Beximco Pharmaceuticals, Square Pharmaceuticals, and Renata have raked in more than Tk500 crore profit among the dozens of companies listed on the country's stock market. During the pandemic, these companies all reported a sharp rise in profits.
Beximco Pharmaceuticals' profit grew by 46% in FY21. Its consolidated earnings per share (EPS) stood at Tk11.49, which was Tk7.88 in the previous fiscal year.
Officials at the company said profit increased from its organic growth of business and part of this is attributable to the income from vaccine distribution and increased cash incentive from exports. In November 2020, Bangladesh signed an agreement to buy 30 million doses of the Oxford-AstraZeneca vaccine from the Serum Institute of India (SII), the world's biggest vaccine-maker. According to the agreement, Beximco Pharmaceuticals would be the sole distributor of the vaccine, responsible for supplying the doses in Bangladesh. Some 7 million doses were supplied before India banned exports of the vaccine in the face of a lethal second wave of the virus earlier this year.

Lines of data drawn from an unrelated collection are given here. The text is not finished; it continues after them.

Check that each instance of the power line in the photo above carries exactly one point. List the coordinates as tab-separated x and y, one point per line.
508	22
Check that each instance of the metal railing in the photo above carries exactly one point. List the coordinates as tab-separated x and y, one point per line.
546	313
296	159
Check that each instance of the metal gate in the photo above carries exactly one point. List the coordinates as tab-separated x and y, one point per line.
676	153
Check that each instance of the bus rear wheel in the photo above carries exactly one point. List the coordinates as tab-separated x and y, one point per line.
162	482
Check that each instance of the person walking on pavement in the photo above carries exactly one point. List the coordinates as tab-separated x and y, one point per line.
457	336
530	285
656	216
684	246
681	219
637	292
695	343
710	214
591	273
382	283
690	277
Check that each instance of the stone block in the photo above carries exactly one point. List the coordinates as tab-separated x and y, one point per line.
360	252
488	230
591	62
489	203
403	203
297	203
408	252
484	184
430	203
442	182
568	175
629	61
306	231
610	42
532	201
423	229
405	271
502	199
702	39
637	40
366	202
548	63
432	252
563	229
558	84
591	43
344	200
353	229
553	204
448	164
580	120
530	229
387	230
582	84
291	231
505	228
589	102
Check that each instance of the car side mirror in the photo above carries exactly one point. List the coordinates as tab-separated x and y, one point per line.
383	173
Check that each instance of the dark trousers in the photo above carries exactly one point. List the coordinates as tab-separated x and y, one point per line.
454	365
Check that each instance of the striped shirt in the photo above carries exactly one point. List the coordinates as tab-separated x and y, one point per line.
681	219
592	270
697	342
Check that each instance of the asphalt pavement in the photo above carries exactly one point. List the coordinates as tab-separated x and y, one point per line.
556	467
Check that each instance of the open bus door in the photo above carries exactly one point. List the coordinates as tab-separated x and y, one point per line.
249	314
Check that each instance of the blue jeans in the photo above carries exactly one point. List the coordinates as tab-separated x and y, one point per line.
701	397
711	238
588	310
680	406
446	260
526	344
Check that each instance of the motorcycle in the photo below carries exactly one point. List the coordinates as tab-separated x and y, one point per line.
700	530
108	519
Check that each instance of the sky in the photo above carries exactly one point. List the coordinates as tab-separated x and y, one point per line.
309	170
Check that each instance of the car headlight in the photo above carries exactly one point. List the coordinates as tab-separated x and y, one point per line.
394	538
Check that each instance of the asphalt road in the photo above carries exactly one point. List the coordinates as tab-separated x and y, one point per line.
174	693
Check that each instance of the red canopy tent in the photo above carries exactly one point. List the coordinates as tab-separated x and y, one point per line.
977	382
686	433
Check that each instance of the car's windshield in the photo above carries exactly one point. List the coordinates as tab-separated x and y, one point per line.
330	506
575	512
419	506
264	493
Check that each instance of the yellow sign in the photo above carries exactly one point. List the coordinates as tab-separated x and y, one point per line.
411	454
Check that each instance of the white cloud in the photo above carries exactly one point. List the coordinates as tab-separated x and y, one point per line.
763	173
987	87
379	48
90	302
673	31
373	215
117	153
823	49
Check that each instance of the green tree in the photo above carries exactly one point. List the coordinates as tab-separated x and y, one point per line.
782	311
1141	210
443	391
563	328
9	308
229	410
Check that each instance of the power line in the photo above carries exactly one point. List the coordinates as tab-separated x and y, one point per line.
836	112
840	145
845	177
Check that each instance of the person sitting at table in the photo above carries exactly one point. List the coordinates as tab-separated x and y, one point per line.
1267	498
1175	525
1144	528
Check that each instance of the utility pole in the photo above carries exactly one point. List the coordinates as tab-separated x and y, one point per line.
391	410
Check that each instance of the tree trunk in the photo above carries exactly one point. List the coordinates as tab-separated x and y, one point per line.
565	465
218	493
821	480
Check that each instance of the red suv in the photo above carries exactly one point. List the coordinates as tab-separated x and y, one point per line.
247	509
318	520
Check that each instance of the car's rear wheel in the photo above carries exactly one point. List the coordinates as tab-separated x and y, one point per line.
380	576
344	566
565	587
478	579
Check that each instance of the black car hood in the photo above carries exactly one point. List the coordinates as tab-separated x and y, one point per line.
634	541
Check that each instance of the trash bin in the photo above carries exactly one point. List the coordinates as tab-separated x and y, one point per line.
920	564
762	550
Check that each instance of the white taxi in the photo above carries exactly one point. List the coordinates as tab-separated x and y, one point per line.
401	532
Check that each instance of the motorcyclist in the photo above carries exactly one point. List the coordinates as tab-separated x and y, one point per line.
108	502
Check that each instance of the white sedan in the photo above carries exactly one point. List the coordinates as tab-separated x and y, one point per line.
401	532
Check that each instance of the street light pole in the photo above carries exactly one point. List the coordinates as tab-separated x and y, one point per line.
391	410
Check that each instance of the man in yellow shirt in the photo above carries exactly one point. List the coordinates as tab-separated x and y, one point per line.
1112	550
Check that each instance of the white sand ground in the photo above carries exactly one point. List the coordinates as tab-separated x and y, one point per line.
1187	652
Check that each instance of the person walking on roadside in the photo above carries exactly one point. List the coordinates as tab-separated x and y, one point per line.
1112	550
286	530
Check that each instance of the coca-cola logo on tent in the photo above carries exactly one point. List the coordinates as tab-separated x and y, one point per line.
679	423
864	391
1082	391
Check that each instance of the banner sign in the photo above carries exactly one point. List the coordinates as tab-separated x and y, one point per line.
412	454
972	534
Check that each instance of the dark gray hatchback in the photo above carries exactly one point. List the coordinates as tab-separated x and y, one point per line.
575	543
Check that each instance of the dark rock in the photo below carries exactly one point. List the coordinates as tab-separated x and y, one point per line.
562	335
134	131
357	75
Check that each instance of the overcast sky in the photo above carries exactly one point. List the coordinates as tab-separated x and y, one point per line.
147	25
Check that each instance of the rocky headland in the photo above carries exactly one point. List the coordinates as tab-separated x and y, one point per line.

Square Pharmaceuticals - the industry leader - posted a 19% increase in profit in FY21 and its EPS rose to Tk17.99 from Tk15.07 in the previous year. It said in an annual declaration, the growth is in its core business. The sales of pharmaceutical products have positively affected the EPS.
Renata, the descendent of Pfizer Bangladesh, posted a 26% increase in profit. Its EPS rose to Tk51.94 from Tk41.14 in the previous year.
Orion Pharma registered a 41% increase in profit in FY21. Its consolidated EPS rose to Tk4.1 from Tk2.84 in the previous fiscal year.
A supportive policy adopted four decades ago under the leadership of Dr Zafrullah Chowdhury together with the aspiration and talents of local entrepreneurs has created an over Tk27,000 crore pharmaceutical industry in Bangladesh, which is meeting almost the entire domestic demand alongside exporting to over 100 countries.
In a research report on the outlook for the pharmaceutical industry over the next decade, UCB Asset Management recently said the industry would reach the milestone of Tk 1 lakh crore valuation mainly riding on the growing local market demand. Alongside a local market boom, the country's pharmaceutical sector is expected to rake in over $1.5 billion or around Tk13,000 crore in export earnings per year by 2030 - almost nine times higher than $169 million earned in FY21. The outlook is certainly rosy, if you're in the pharmaceuticals industry in Bangladesh.